Moore’s own desire to play an original, fun character offered opportunities to push the envelope according to author Jennifer Keishin Armstrong, who wrote the book Mary and Lou and Rhoda and Ted: And All the Brilliant Minds Who Made The Mary Tyler Moore Show a Classic, in the New York Times. “That character also happened to be single, female, over 30, professional, independent, and not particularly obsessed with getting married. Mary had America facing such issues as equal pay, birth control, and sexual independence way back in the ’70s.”

Meanwhile, behind the scenes a different sort of women’s revolution was brewing—female writers, for the first time, taking significant roles in a television writing room. “In 1973, 25 out of 75 writers on the show were women, which was revolutionary at the time,” The Atlantic notes, including some who went on to television executive positions. “Never were there so many women writers on a single comedy sitcom … for the first time ever, these [sitcom] women were real. They had hopes, dreams, and ambitions—just like the women who created them.”
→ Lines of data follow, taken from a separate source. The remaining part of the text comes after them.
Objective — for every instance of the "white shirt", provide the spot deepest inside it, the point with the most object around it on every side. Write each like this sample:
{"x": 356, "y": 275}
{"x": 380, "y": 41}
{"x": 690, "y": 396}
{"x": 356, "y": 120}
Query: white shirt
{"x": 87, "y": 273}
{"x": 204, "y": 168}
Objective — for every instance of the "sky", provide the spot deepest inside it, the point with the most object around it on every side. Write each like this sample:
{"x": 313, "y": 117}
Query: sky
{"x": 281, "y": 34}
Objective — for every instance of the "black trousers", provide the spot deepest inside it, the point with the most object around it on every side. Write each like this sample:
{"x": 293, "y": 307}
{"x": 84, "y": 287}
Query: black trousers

As well, years earlier Moore herself parlayed her Emmy-winning run on The Dick Van Dyke Show into a production company—MTM Enterprises, Inc., founded with her husband, Grant Tinker, in 1969—and, much like Lucille Ball and Desi Arnaz did in 1950, produced her own sitcom. She also produced three Mary Tyler Moore Show spinoffs—Rhoda, Lou Grant and Phyllis—all based around characters from the show, as well as legendary programs like The Bob Newhart Show, Hill Street Blues, St Elsewhere and WKRP in Cincinnati among others.

For Moore’s part, in a 1973 interview she noted she viewed the show as, simply, “about people who have everyday problems with which they have to cope. But I think the approach to comedy writing is changing. Subjects that were taboo are open. Now you can make jokes about homosexuality and menopause. We’ll make jokes about them. It’s just that we don’t want to be known for doing those things.”

It’s ironic, then, that one of the greatest legacy’s Moore and her show leave behind is that it did push those boundaries. And, of course, the famed “Chuckles Bites the Dust” episode, a character-breaking laugh-fest about a dead clown cited by many as one of the greatest sitcom episodes ever produced.

Long after The Mary Tyler Moore Show ended it’s seven-season run, Moore herself continued to inspire, earning awards and honours for work ranging from the big screen to Broadway. In the mid-1990s, Moore revealed her struggles with alcoholism.

“I am glad I was able to be a kind of role model for other women who identified with my ladylike qualities, who were then able to say, ‘Well, if Mary can admit she had a problem with alcohol, then maybe I can too,'” she said.

Moore’s smile may have turned on the world, as the theme song goes, but it was her courage, determination and talent, both on screen and off, that helped change it for the better.